Anti-Gay, WearWhite Movement Mobilized in Singapore

WearWhite Movement
Majority of Singaporeans are against same-sex marriage, even as “Pink Dot” gay movement has seen slow-growing support since it began in 2009 and attracted corporate sponsors including BP, Goldman Sachs and Google.

A study by the Institute of Policy Studies released at the start of 2014 found that 78.2 percent of Singaporeans felt sexual relations between two adults of the same sex was always or almost always wrong, and 72.9 percent of them were against gay marriage.

To give these voices a chance to be heard, amid the false and noisy claims of the minority gay that they are widely accepted, the Singapore government has allowed both Christian and Muslim leaders to urge their followers to wear white this coming weekend (28-29 June 2014). This move is intended to show to everyone in Singapore and the rest of the world that the gay agenda will not be rammed easily into the throats of anybody.

Singapore is seeing growing anger over selfish gay rights agenda – in a country where dissent is actively discouraged and political gatherings require a permit regardless of how many people are involved.

Last year’s sparsely-attended "Pink Dot" rally was held just months after the High Court rejected a petition to repeal a law that criminalizes sex between men.

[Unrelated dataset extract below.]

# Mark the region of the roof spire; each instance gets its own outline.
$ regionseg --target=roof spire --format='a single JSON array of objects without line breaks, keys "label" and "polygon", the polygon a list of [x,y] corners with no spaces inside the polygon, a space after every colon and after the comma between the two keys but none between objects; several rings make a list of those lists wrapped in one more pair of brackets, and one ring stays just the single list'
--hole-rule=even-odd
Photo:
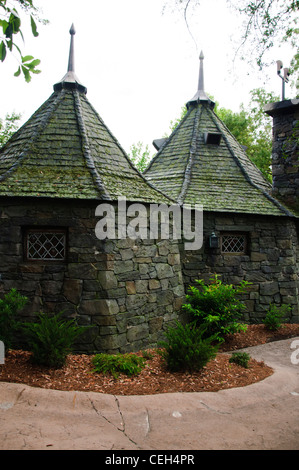
[{"label": "roof spire", "polygon": [[72,24],[69,32],[71,35],[71,42],[67,73],[60,82],[54,85],[54,91],[59,91],[62,88],[76,88],[83,93],[87,93],[87,88],[82,85],[82,83],[80,83],[78,77],[75,74],[74,35],[76,34],[76,30],[74,24]]},{"label": "roof spire", "polygon": [[70,53],[69,53],[69,63],[68,63],[68,72],[75,72],[75,57],[74,57],[74,36],[76,34],[75,26],[74,23],[71,26],[70,29],[70,35],[71,35],[71,44],[70,44]]},{"label": "roof spire", "polygon": [[203,51],[201,51],[200,56],[199,56],[199,77],[198,77],[198,87],[197,87],[197,92],[193,96],[193,98],[188,101],[187,103],[187,108],[189,108],[190,104],[195,104],[195,103],[201,103],[201,102],[208,102],[210,103],[211,107],[213,108],[215,106],[215,103],[210,100],[208,95],[205,92],[205,87],[204,87],[204,67],[203,67],[203,61],[204,61],[204,54]]},{"label": "roof spire", "polygon": [[199,77],[198,77],[198,91],[204,91],[204,72],[203,72],[203,60],[205,56],[203,55],[203,52],[201,51],[200,56],[199,56]]}]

Ustaz Noor Deros, a Muslim teacher, launched the WearWhite movement in early June 2014, urging Muslims not to take part in the next "Pink Dot" event, and to wear white garments to prayers on that night as they usher in the holy month of Ramadan. Its Facebook page has attracted more than 3,000 "Likes."

"The movement’s genesis was from our observations of the growing normalization of LGBT (lesbian, gay, bisexual and transgender) in Singapore," the WearWhite website says.

That movement has been joined by Lawrence Khong, head of the Faith Community Baptist Church, and the LoveSingapore network of churches. He encouraged members of his church to wear white at this weekend’s services. Khong said that WearWhite movement was meant to defend the official position of the government.